You’ve been president of the ACCEC since 2020. What is the experience like so far?

It’s been strange, because the COVID arrived in the week after I was appointed in the assembly. Even the assembly was quite spooky, as fear of infection was already brewing. It was strange, as I suppose it was for so many other people. A lot of the meetings were held online. It was more complicated to work as a team and be united and have enough energy and drive to do the proactive tasks in a context in which the entire board, or almost all of it, is in a notoriously precarious situation as regards both work and money. Proactive work thus involved an additional effort. And this is a problem which, again, isn’t exclusive to film critics or journalism, but rather it’s a social problem. A huge number of people are exhausted, tired; we are precarious, we are fragile and we don’t have the time or the drive to do the things that we’d like to do to have a full life, to contribute to society, in this case to the Association of Film Reviews and to our colleagues as a whole.

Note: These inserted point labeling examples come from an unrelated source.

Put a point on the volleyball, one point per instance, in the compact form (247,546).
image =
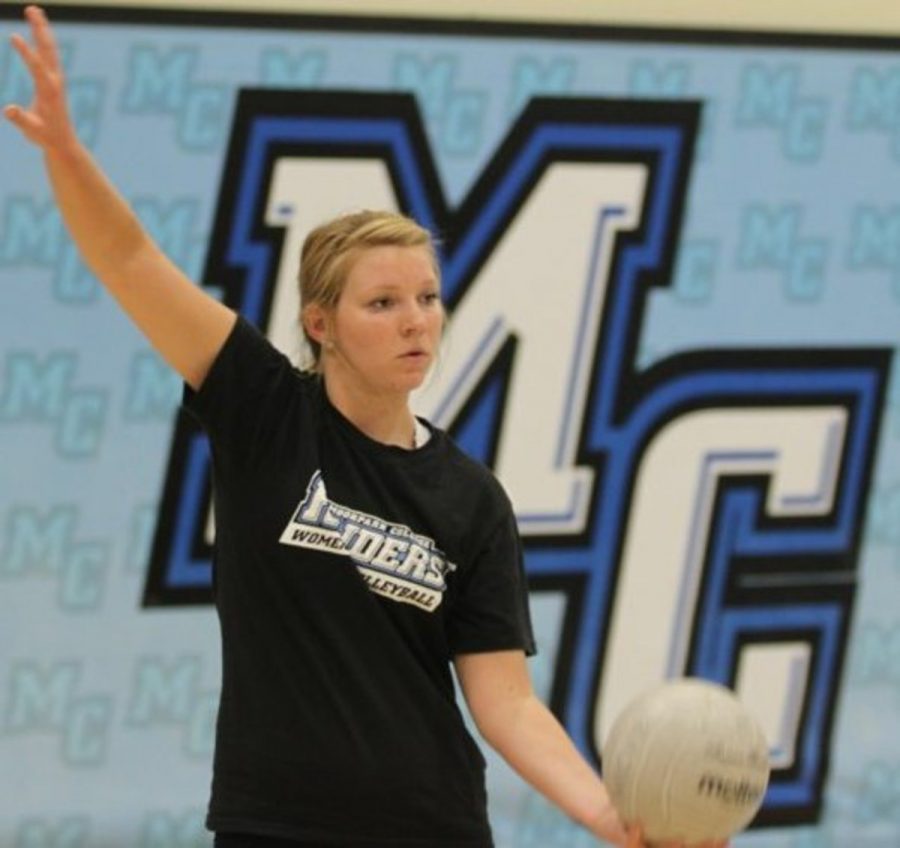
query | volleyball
(687,762)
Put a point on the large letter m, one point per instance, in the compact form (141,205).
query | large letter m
(700,516)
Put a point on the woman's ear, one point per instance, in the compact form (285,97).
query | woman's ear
(315,322)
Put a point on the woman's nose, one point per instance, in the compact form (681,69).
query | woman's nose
(413,318)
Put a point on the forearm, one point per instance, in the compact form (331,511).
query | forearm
(536,746)
(106,231)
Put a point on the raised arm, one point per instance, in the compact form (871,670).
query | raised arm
(185,325)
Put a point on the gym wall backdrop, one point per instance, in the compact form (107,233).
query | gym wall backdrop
(672,261)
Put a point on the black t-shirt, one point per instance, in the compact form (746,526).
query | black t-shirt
(347,574)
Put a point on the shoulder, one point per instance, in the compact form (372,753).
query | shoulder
(473,479)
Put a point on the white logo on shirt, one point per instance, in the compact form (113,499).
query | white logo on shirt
(394,561)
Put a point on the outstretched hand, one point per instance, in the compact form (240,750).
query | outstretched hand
(46,121)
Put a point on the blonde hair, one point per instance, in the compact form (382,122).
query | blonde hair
(330,249)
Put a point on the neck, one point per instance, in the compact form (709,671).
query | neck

We’ve been doing what we can. Above all, in 2022, we launched the podcast and the 1st Film Research Award. Despite not being perfect, the mistakes made and the tiredness, we believe that we’ve at least placed two very interesting stones on which we can gradually build, slowly and among all of us, a stronger ACCEC with a greater capacity to have an impact on our colleagues, and if possible on the audiovisual community and film lovers in general.